The way I see it, I really must be doing something right, because so many things are going wrong. It's been an interesting moving experience so far. Saturday was moving day and the people who showed up to help me were the three most important men in my life (and also my brother's girlfriend). Nobody else, just them. So Thursday night, I got practically zero sleep, which meant that I was completely unproductive on Friday and did not really get much done in the way of packing. All of the books and other items that had been packed earlier were already moved on Friday, but Saturday was a fiasco. Without my mom's skill at organizing and directing, very little of what needed to get done actually wound up getting done. I am overwhelmed and feeling like everything is not going to get done. I keep saying that I wish that I could just burn everything in my old apartment so that I don't have to deal with it. Obviously I don't really mean it, but I feel lost and I don't know what to do with all of the random piles of stuff that I managed to accumulate and that I never dealt with.
The funny thing is, that this is a great analogy for our relationships with God. As we look to move forward- to be changed, to have a new beginning- we expect things to be easy. We expect the change to happen right away - we expect to make the decision to make a new start and to have the junk from our pasts to completely disappear. But that's not how it works. Just because we choose a new life, a new beginning, does not mean that the problems of the past are gone.
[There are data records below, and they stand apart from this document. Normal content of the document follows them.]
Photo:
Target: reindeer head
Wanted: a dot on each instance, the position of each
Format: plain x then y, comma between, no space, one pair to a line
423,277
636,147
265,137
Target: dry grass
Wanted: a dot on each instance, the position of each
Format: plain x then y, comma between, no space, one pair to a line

We still have to deal with all of the garbage that we've let build up, the difference is that with God we are better equipped to deal with it.
The message from church on Sunday keeps running through my head - there is one particular thing that stood out to me, and it was the point that we are completely willing to trust God with our live and our salvation, which is a huge thing, and yet we aren't willing to trust Him with the little things in our lives, the mundane things that make up our day to day. I'm trying to remind myself to trust Him with the little things rather than freaking out over how little time I have left to get finished cleaning out my old apartment. I'm having a really hard time with that, especially after today. I was going to skip Weight Watchers so that my dad and I would have more time to get things done (since my dad is the one person that I can ALWAYS depend on) and when I went to leave work, my car would not start. The battery was dead. Worse, the battery is located in a funky place, so the tire had to come off so that it could be replaced. So instead of working on getting the junk at my old apartment cleaned up, my dad and I ended up at Pep Boys getting my battery fixed. So now I have even less time to get things done. And I'm still as inept at this as I always was. On the positive, only 23 more days left until vacation
1 comment:
Funny but true, you really know who your closest most loyal friends and family are when you go to move. Sounds like it was a busy, hard day leaving behind the old place.